A review of the facility's policy, "Plan of Care for Emergency Department", policy #ET-4, revised 10/05, section I., Assessment, paragraph (7) revealed: Triage category is assigned, utilizing subjective and objective data gathered. "Level 3-Urgent, requires reassessment every 2-3 hours until stabilized". A review of page 4 of 4, section IV. evaluation, paragraph A. revealed "reassessments are performed and documented, in accordance to the time frame, as determined by their assigned triage category.

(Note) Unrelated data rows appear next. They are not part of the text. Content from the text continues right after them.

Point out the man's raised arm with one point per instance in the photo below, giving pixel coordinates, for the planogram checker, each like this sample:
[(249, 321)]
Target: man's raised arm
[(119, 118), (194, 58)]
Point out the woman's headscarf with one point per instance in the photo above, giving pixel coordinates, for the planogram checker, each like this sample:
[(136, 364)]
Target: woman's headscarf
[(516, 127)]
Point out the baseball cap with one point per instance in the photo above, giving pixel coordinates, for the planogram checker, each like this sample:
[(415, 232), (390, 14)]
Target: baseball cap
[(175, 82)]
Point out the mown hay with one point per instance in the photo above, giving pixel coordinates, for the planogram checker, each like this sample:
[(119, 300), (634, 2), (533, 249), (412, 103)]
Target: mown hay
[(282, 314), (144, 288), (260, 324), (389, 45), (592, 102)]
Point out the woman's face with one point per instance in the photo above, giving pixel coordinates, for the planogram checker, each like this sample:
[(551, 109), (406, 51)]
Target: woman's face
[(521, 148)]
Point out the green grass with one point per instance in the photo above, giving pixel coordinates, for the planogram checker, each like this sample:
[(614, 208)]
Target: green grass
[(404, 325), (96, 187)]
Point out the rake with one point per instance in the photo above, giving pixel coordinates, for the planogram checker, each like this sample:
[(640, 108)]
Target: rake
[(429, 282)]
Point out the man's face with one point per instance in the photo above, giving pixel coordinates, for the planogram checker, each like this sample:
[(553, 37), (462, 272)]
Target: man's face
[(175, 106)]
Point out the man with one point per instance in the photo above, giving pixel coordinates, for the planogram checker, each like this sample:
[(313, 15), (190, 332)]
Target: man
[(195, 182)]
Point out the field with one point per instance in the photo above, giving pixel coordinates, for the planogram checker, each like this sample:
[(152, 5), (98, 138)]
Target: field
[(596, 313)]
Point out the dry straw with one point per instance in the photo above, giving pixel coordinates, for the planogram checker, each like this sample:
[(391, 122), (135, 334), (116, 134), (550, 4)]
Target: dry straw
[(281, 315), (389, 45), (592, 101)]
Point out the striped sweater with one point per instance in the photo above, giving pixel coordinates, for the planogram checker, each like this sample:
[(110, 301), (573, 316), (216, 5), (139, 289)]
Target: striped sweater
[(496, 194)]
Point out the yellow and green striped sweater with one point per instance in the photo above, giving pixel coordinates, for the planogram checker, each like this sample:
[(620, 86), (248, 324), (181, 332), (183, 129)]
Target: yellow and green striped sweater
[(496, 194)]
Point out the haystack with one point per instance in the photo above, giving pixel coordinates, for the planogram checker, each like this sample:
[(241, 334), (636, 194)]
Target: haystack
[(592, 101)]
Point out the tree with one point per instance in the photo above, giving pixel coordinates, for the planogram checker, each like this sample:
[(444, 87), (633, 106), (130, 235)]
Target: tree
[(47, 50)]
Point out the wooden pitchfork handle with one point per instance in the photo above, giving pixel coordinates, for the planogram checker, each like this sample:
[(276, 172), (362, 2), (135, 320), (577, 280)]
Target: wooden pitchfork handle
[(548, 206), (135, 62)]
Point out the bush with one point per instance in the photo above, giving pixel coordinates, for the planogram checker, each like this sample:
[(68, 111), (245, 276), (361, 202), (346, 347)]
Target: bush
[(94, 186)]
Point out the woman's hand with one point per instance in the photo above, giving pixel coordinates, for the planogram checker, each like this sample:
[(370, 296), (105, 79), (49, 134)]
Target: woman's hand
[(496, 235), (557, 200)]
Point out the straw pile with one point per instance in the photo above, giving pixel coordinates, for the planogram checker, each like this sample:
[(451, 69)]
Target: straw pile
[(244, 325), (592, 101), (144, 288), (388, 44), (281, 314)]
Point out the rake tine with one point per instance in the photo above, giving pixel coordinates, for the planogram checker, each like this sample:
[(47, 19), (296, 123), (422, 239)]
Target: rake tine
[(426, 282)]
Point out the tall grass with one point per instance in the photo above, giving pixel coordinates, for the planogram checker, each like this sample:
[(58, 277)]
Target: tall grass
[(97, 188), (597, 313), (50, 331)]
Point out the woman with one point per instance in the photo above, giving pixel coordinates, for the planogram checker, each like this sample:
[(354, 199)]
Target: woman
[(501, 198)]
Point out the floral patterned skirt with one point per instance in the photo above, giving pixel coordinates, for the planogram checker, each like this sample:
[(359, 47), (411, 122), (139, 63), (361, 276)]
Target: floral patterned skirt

An interview with the ED manager conducted on 10/25/11 after review of the clinical record on paper format and computer access confirmed the patient had not been reassessed and vital signs had not been obtained according to the triage acuity level assigned to the patient.
2. Patient #2 presented to the ED on 10/10/11 at 7:58 p.m. with complaints of a history of diabetes and nausea, vomiting and diarrhea. A finger stick blood sugar was obtained at 8:41 p.m. that showed greater than 500 (70-110). The blood pressure was 110/62. The patient was triaged at 8:50 p.m. as a level 2 acuity. At 9:30 p.m. the patient complained of chest pain. A focused assessment was completed but no vital signs were obtained. The next set of vital signs were completed at 11:11 p.m. The blood pressure was 91/47, approximately 2.5 hours later. The patient was admitted to the Intensive Care Unit with the diagnosis of Diabetic Ketoacidosis and dehydration.
A review of the facility's policy, "Plan of Care for Emergency Department", policy #ET-4, revised 10/05, section I., Assessment, paragraph (7) revealed: Triage category is assigned , utilizing subjective and objective data gathered. "Level 2-Emergent requires reassessment and vital signs every 15-30 minutes until stabilized. A review of page 4 of 4, section IV. evaluation, paragraph A. revealed "reassessments are performed and documented, in accordance to the time frame, as determined by their assigned triage category.
An interview with the ED manager conducted on 10/25/11 after review of the clinical record on paper format and computer access confirmed the patient had not been reassessed and vital signs had not been obtained according to the triage acuity level assigned to the patient.